Нет, дело не просто в том, что этот писатель прожил полжизни в эмиграции. В эмиграции смолоду и до конца дней жили и умерли на чужбине Герцен и Огарев, и эта пора была расцветом их талантов, откликавшаяся славой и почитанием на родине их и во всей Европе. В эмиграции жили целые поколения русских революционеров. В эмиграции много лет жил и работал Ленин.
Все дело в том, что родину можно покидать только ради нее самой, ради ее свободы и всенародного блага. И тогда жизнь вдалеке от нее, самая трудная, не страшна и может давать высочайшее удовлетворение чувством неразрывности с ней. У Бунина такого чувства быть не могло, и последствия этого были губительны для него, — нет надобности быть здесь столь же подробным, как при рассмотрении того Бунина, который остается для нас выдающимся мастером, достойным своих великих предшественников в русской литературе, приобщившим к достояниям нашей национальной культуры свою заметную и незаменимую долю.
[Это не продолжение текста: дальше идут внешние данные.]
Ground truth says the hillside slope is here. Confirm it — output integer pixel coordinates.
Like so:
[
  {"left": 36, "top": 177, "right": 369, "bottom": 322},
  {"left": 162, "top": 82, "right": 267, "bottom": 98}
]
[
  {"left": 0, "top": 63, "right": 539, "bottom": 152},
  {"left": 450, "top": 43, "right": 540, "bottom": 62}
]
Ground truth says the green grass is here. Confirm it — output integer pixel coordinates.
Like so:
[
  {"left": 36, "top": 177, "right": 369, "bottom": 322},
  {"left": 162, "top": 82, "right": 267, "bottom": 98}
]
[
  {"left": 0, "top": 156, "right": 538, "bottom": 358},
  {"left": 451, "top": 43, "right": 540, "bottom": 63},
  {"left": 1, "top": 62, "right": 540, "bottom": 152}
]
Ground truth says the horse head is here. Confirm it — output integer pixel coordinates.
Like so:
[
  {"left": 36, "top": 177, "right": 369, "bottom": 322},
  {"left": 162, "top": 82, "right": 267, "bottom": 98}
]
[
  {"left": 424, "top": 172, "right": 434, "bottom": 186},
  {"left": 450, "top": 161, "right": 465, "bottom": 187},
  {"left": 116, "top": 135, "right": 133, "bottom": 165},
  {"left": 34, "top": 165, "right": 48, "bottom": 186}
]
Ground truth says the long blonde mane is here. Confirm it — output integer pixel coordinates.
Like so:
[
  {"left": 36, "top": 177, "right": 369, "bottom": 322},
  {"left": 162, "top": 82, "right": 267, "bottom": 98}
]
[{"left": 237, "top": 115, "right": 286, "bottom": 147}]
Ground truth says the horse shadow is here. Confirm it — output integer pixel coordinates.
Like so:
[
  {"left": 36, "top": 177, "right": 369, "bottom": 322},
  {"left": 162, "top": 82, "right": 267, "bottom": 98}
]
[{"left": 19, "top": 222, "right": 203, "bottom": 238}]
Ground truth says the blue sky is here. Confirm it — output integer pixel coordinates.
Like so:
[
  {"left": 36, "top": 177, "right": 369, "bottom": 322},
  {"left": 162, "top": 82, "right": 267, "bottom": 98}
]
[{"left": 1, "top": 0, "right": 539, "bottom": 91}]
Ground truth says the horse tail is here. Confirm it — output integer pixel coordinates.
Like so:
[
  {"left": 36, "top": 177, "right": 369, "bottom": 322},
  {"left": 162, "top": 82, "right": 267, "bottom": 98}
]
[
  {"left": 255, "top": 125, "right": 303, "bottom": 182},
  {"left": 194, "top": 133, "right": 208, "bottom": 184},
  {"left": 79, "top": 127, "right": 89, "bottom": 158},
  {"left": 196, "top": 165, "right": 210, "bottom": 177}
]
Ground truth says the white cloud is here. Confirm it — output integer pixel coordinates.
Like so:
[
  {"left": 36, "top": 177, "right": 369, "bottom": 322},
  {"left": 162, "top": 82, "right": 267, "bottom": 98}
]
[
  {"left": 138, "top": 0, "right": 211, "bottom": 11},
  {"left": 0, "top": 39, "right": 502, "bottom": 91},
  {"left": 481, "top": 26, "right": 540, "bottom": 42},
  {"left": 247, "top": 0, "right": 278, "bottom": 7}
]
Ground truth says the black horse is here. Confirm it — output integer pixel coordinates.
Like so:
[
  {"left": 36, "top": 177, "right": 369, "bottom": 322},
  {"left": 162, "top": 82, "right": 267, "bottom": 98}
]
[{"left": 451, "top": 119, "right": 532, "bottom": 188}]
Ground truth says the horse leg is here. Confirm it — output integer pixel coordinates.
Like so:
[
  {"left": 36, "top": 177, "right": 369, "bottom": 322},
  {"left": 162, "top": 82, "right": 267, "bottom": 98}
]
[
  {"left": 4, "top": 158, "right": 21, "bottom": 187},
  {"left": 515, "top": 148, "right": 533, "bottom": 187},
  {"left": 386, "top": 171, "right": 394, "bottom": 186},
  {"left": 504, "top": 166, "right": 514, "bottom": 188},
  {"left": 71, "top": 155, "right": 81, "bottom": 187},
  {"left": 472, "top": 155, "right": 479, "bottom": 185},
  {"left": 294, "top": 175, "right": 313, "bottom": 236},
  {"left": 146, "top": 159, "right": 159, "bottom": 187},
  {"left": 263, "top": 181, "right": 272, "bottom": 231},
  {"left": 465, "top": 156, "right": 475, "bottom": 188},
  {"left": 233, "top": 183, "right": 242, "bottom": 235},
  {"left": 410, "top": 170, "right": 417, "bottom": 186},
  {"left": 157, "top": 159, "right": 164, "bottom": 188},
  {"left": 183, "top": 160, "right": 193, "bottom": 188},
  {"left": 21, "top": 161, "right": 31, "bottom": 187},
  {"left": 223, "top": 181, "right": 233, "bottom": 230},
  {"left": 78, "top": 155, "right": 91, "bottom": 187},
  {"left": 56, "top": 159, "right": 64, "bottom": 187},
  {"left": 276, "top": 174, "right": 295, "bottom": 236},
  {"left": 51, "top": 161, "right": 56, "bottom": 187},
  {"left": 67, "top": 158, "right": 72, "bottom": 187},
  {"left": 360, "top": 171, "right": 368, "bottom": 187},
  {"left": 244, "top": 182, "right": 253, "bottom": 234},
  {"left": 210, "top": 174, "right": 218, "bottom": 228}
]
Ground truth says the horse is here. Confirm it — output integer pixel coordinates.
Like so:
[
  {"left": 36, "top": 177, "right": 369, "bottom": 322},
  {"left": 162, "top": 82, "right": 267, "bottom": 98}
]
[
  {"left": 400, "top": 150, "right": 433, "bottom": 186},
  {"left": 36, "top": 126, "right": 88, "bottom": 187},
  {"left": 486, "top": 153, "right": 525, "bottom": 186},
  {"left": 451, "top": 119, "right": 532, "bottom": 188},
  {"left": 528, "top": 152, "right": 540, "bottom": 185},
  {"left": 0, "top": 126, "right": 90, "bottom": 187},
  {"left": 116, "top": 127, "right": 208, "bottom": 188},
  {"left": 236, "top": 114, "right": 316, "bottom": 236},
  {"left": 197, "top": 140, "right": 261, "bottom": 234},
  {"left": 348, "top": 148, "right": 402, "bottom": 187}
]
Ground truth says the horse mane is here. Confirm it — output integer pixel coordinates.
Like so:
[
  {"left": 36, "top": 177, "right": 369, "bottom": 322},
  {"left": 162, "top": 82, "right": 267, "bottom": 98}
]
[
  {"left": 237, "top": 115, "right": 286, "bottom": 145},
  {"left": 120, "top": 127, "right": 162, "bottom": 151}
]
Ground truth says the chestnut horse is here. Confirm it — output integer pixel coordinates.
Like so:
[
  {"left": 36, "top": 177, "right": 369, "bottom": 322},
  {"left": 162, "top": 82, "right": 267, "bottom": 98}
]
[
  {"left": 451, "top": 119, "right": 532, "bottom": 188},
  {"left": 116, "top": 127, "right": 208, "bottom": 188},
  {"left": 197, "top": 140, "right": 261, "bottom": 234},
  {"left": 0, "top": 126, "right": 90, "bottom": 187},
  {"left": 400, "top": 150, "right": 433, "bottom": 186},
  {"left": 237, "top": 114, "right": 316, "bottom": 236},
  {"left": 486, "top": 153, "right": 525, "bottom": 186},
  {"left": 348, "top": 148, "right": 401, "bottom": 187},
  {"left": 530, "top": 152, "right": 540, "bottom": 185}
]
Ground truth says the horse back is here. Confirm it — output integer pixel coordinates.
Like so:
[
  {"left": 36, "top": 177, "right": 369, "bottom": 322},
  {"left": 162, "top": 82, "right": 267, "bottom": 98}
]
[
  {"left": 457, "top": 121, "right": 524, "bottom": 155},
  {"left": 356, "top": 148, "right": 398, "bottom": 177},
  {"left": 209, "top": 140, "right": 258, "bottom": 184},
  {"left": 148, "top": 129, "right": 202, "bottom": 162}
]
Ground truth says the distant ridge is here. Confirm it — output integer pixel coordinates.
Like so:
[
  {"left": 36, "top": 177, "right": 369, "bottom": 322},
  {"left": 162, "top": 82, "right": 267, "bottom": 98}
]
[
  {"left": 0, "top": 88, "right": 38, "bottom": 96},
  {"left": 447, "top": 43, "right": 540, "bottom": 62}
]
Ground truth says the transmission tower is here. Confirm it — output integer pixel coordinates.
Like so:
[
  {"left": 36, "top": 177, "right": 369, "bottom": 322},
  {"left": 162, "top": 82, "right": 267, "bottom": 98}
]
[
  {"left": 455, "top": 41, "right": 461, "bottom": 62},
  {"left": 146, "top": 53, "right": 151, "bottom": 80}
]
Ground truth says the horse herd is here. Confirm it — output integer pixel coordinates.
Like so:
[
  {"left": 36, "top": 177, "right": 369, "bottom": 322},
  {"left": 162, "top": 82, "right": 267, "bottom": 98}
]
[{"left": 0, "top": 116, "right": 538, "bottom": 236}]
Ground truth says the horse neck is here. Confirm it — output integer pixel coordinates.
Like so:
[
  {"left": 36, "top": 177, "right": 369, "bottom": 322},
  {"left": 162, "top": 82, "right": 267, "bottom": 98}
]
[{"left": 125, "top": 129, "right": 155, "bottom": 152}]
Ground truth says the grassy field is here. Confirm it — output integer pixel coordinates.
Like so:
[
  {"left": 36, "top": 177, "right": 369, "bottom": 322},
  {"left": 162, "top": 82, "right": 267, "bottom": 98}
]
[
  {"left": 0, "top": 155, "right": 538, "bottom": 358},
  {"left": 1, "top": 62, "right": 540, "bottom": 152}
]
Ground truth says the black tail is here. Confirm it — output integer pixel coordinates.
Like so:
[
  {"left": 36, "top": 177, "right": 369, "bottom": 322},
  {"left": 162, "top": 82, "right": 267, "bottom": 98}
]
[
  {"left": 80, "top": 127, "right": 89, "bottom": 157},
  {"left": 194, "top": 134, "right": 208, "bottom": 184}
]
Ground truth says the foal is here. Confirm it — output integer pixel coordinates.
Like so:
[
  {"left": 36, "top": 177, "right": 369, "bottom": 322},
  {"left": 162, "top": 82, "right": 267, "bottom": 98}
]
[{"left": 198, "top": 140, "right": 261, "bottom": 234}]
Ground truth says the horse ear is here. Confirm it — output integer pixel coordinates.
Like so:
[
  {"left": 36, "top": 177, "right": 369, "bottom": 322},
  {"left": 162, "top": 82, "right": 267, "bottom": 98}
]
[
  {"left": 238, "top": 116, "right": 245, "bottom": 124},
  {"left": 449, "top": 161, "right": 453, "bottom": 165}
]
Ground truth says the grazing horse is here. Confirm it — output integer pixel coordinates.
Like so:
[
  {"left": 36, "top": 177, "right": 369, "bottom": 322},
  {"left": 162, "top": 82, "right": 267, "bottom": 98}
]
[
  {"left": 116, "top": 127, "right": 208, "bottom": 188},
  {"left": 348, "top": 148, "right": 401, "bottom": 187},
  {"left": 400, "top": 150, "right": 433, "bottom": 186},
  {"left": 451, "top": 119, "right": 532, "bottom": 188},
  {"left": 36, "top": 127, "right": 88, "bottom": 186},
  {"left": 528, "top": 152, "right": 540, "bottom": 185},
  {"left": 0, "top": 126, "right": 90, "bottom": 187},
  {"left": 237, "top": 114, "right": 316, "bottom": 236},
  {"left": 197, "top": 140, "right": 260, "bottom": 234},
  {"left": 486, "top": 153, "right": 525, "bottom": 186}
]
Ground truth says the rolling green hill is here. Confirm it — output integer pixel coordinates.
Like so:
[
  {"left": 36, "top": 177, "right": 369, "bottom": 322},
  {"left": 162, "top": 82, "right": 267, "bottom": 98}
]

Здесь я так или иначе касался тех сторон творчества Бунина, которые могут в иных случаях вызвать недоумение или внутреннее возражение у нынешнего читателя, особенно у впервые открывающего для себя этого художника. Но даже тогда, когда речь идет не о «мотивах», не об оттенках ущербных настроений Бунина, с наибольшей отчетливостью выступающих в заграничных вещах, но и об отдельных недвусмысленно антидемократических, реакционных его высказываниях, мы не можем теперь просто вычеркнуть их в тексте произведений. Это было бы все равно, что вычеркивать, например, в «Воскресении» Толстого цитаты из Евангелия, приводимые в конце этой книги, хотя они там представляются достаточно фальшивыми.
Однако всему есть предел. Бунинские писания, подобные его дневникам 1917–1919 годов «Окаянные дни», где язык искусства, взыскательный реализм, правдивость и достоинство литературного изъяснения просто покидают художника, оставляя в нем лишь иссушающую злобу «его превосходительства, почетного члена императорской Академии наук», застигнутого бурями революции и терпящего от них порядочные бытовые неудобства и лишения, — эти писания мы решительно отвергаем. Я, например, не вижу необходимости останавливаться на этих «Днях», не уступающих в контрреволюционности более известным у нас «Дням» Шульгина.